It may not be the same for Anne. As a senior with a disability, her options are very limited. While we chatted in the car she told me how excited she was to get bananas in her food basket that day. “I can’t eat gluten,” she said. “Fruit in the winter is such a treat.” I told Anne about the gluten-free food basket program the food bank would soon be offering and how it was started by a concerned community member. She was excited to hear about it, but it left me feeling unsettled. This woman shouldn’t have to rely on the food bank. It’s not fair that vulnerable people in our community should be forced to turn to charity just to have their basic needs met.
When I finally made contact with the bus service they told me the busses were running late due to the extreme weather. The person on the phone was very nice, and apologized for the trouble. But Anne wasn’t upset. “What can you do?” she said. “They’re doing their best”. I’m not sure I would have been so understanding.
It would be another 50 minutes that we waited together for the bus. Inside the car we chatted about our holiday plans and listened to the sound of the car engine humming and ice pellets hitting the windshield. Anne thanked me over and over and told me she could wait on her own. “I don’t want to be a bother”, she said. The truth is she wasn’t a bother at all. She was amazing. Her quiet strength, resiliency and underlying optimism left me feeling humbled and inspired. After all, my life is so easy. I have a whole network of people to turn to when I need help. I could order pizza for dinner. And just one quick call to my husband and he set off to pick up the kids from daycare...because we have two cars.
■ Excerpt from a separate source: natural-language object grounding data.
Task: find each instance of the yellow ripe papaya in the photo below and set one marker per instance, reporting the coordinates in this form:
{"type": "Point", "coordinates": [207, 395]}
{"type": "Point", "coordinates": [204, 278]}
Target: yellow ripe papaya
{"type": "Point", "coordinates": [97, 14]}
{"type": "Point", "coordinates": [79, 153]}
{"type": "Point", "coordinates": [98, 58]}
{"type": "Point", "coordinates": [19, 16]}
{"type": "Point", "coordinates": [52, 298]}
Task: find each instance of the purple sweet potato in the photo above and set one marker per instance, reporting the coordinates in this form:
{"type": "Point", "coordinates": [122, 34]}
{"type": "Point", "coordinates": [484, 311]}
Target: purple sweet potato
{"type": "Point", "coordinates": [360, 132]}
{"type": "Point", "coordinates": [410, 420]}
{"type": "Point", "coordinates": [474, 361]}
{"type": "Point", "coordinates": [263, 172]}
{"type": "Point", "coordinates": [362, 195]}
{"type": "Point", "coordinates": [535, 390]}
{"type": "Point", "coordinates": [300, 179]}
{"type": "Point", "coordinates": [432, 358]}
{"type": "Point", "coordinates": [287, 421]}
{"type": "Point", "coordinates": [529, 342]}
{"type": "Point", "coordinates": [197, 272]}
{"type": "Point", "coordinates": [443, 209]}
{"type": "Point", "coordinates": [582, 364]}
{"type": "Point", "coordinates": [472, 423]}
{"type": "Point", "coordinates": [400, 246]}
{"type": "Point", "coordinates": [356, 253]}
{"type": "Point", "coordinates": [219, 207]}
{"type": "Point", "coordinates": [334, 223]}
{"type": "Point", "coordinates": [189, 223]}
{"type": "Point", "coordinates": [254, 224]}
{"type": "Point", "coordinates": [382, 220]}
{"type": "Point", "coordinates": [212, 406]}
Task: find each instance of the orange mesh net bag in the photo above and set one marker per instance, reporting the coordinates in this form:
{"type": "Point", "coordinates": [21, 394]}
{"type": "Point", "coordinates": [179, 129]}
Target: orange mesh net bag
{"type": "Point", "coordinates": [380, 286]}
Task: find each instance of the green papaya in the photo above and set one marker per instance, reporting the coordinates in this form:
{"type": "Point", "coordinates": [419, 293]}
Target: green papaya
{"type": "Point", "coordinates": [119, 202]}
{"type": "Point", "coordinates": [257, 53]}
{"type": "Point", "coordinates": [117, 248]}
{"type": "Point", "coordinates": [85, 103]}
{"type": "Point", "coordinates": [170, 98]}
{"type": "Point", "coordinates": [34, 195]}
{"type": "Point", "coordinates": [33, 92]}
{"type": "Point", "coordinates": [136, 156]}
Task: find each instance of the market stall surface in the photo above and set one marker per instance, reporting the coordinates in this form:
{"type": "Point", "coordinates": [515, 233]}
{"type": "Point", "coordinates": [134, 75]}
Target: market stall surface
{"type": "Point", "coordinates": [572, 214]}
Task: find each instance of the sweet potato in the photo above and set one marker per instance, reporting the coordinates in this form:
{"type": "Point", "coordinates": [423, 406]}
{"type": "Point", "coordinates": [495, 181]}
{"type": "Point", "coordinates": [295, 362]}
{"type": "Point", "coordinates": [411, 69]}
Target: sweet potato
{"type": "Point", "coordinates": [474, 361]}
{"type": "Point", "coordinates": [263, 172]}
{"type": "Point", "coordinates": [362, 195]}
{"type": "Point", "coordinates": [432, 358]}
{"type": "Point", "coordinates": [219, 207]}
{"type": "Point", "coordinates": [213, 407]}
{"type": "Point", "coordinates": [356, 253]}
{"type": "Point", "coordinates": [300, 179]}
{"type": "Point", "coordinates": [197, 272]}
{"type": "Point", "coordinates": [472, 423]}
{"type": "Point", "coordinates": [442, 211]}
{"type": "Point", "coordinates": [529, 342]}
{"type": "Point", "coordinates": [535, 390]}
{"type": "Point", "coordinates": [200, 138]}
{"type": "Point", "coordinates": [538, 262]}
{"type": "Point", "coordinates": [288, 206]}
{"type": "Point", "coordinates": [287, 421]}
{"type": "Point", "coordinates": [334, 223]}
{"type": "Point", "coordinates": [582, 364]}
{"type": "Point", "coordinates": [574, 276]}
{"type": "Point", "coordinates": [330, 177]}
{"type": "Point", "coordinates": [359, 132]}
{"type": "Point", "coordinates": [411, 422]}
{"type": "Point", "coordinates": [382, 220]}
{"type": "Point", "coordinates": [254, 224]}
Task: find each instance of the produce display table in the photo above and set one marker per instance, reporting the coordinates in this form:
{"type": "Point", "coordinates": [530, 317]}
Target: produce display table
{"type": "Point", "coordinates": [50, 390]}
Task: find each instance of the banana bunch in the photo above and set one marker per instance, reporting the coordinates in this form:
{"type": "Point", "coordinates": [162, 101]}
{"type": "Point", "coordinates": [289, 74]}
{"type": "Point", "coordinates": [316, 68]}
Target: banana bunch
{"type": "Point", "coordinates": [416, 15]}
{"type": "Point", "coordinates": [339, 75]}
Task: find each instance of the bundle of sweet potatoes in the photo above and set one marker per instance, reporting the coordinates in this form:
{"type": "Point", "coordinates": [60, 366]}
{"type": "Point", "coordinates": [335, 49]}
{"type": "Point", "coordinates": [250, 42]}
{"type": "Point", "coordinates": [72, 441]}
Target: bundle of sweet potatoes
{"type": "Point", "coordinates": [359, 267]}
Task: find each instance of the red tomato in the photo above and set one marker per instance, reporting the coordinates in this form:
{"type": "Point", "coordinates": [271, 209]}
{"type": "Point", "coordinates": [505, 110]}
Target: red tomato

By the time the bus pulled up (nearly two hours after Anne started waiting) two more people had approached to ask if we needed help, one a neighbouring business owner who saw the abandoned scooter and the other a person I knew from the food bank’s learning centre programs. The bus driver helped Anne navigate her scooter onto the bus and apologized over and over for being so late. She seemed to really care about her.
When we said goodbye Anne threw her arms around me to give me a giant hug. “What would I have done without you?” she smiled.
As I drove away I thought about Anne, the man with the broken elbow, and all the people I met at work that day, some who came to use the food bank, and others who came to donate to the food bank. I was overwhelmed with gratitude. I see amazing things every day. People who refuse to let their struggles define them. They are full of strength and hope in spite of their difficulties. And people who truly care. They care enough to help complete strangers, without ever seeing the tremendous impact of their kindness.
I’ve worked for over six years at the food bank. We receive over twelve thousand requests for food every month. That’s twelve thousand stories of families brave enough seek out support, and twelve thousand times our community has responded.
When I arrive at home I am greeted with more hugs and two little voices calling “Mommy!” I hold my children, but like so many other nights it feels more like they are holding me.